The Canadian dollar's recent decline in global foreign exchange (FX) reserves has sparked curiosity and raised questions. In this article, we'll delve into the reasons behind this trend and explore its implications.
The Loonie's Decline
The International Monetary Fund's (IMF) Currency Composition of Official Foreign Exchange Reserves (COFER) data reveals a significant drop in the Canadian dollar's share of global FX reserves. This decline, which occurred in the final quarter of 2025, was more substantial than that of any other major currency, including the U.S. dollar.
This is not the first time the Canadian dollar has faced such a fate. In early 2025, during the trade war initiated by former U.S. President Donald Trump, reserve managers also reduced their Canadian dollar holdings.
Uncertain Outlook
One factor contributing to the Canadian dollar's decline is Canada's position as a small, open economy heavily reliant on a protectionist America. This uncertainty has likely influenced reserve managers' decisions. However, a closer look at the data reveals an intriguing puzzle.
Despite the IMF's report of divestment, Statistics Canada's data shows that foreign investors remain interested in Canadian debt. Non-residents continued to invest in Canadian dollar-denominated debt throughout 2026, indicating a more positive picture than the IMF's findings.
Alternative Demand
Economist Warren Lovely suggests that if FX reserve managers did indeed reduce their Canadian dollar holdings, alternative sources of demand for Canadian debt were found. He believes that non-resident positioning in Canada's domestic debt market has shifted towards "unofficial" asset managers, which could lead to increased volatility due to the use of leverage.
Potential Turnaround
The ongoing conflict in Iran may change the tide for the Canadian dollar. As a resource-rich nation with a pro-growth federal agenda, Canada could once again become a favored destination for official FX reserve managers.
Broader Implications
The Canadian dollar's decline in FX reserves is a reflection of the complex dynamics between global economies and the impact of geopolitical events. It highlights the importance of understanding the motivations and strategies of reserve managers, as well as the potential consequences for domestic markets.

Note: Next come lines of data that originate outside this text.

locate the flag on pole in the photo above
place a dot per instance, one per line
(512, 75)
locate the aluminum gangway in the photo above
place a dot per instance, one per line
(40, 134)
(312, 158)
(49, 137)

In my opinion, this trend serves as a reminder of the interconnectedness of global finance and the need for countries to adapt and diversify their economic strategies to navigate an ever-changing landscape.
Conclusion
The Canadian dollar's journey through FX reserves provides an insightful glimpse into the world of international finance. While the reasons behind the decline are multifaceted, it is clear that Canada's economic outlook and global events play a significant role. As we move forward, it will be interesting to see how Canada navigates these challenges and whether the Loonie can regain its position in the eyes of reserve managers.